Oberstar strikes back

You might remember during the frenzied effort last fall to pass HR 5382, the Commercial Space Launch Amendments Act, opposition to the bill from some members of Congress who thought the legislation didn’t do enough to protect the safety of passengers. Their effort to insert new language into the bill, or simply block its passage, eventually failed. However, the leader of that effort is back at it again.

At Wednesday’s hearing of the aviation subcommittee of the House Transportation Committee, Rep. James Oberstar (D-MN), ranking minority member of the full committee, spoke out strongly about the “tombstone mentality” that he believes the legislation incorporates by keeping the FAA from enacting passenger safety regulations for eight years, or until a serious accident or similar “unplanned event.” “That’s not safety,” he said in his opening remarks, “that’s being reactive, and that’s what offends me.”

Later, Oberstar had a contentious exchange with FAA Administrator Marion Blakey, who defended the limited regulatory powers her agency has for passenger safety on commercial spacecraft. Oberstar, though, wasn’t convinced by Blakey, who said that the FAA already has the power to regulate safety for the uninvolved public (which carries over to the safety of crew and passengers, she noted), and that commercial spaceflights today aren’t really transportation per se, but instead an adventure people are willing to embrace despite the risks. “Experimentation with human lives, we don’t allow that in the laboratories of the Food and Drug Administration or the National Cancer Institute,” he said, “why should we allow it on space travel?”

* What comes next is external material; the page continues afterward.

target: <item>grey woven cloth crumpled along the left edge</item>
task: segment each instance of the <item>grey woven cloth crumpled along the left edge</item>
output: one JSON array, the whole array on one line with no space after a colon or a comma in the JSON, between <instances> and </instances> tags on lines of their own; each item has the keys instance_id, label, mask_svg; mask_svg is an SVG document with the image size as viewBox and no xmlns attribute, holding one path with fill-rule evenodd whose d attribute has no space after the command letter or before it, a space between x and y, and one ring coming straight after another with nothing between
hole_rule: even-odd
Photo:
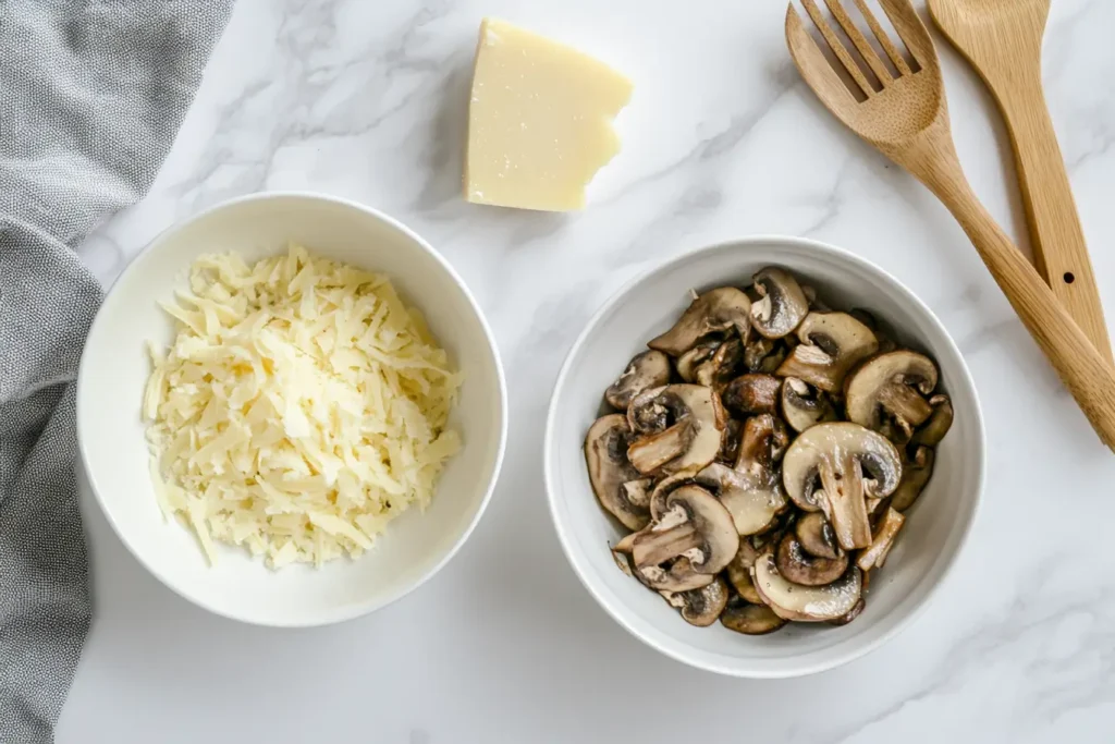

Oberstar wasn’t swayed either by arguments that the industry can regulate itself. At the hearing Mike Kelly, chairman of the COMSTAC RLV working group, described the new “Voluntary Personal Spaceflight Industry Consensus Standards Organization” announced Tuesday by a new “industry federation” organized by the X Prize Foundation. Kelly likened the organization to Underwriters Laboratories, which tests the safety of electrical devices. Just as few people would buy a device that doesn’t carry the UL stamp of approval, he said in his opening remarks, “when faced with the choice of flying on an approved versus non-approved spaceship, a space flyer is much more likely to accept the former.”

During the hearing, Oberstar sounded like he wasn’t planning to take action on existing law. During his opening remarks he said that “For the moment we’ll deal with this.” However, near the end of the hearing he asked a panel of witnesses, including Kelly, if they had any objection to language he proposed last fall that would require the FAA to set minimum safety standards for commercial space passengers “taking into account the inherently risky nature of human space flight.” None of the witnesses said they had any objection.

As it turns out, Oberstar has already started to take action. On Tuesday he introduced HR 656. The text of the bill hasn’t made it into Thomas yet, but according to the Congressional Record, the bill is designed to “to enhance the safety of the commercial human space flight industry.” In an “extension of remarks” inserted into the record, Oberstar said “my bill would require that FAA include, in each license it issues, minimum standards to protect the health and safety of crews and space flight participants, it would further require that, in imposing these standards, FAA must take into account the ‘inherently risky nature of human space flight.'”

HR 656 was referred to the science committee (and not, interestingly, to the transportation committee) for consideration. The bill may not get a warm reception there: science committee chairman Sherwood Boehlert (R-NY) defended HR 5382 last fall, and speaking before the subcommittee yesterday said that the bill “strikes the right regulatory balance”.

4 comments to Oberstar strikes back

  • Oberstar’s analogy with the laboratory experimentation is a very feeble one.

    Suborbital rides are more akin to Nascar Racing, or skydiving.

  • Oberstar’s name reminds me of the computer in Orson Scott Card’s _Call of Earth_ and _Earthborn_ that succeeds for generations in not letting anyone think of building a space ship.

  • TORO

    I’m not against extreme skiing – I just don’t want to fund it with veterans bill or any other bill money. Same for sub orbital thrill seekers – ride at your own risk – and using your own money, including “seed” and “prize” money.

  • There may be another risk to hitching hopes for a viable free enterprise (non-NASA) space industry on this “space tourism”. It may economically fail so quickly, or become obvious that it will, that fighting for it may be energy lost.

    John Jurist in today’s article in The Space Review mentioned an aspect of the passenger safety issue I hadn’t thought of: That those who can afford the ticket price may have life insurance or board of director prohibitions that cannot easily be waived.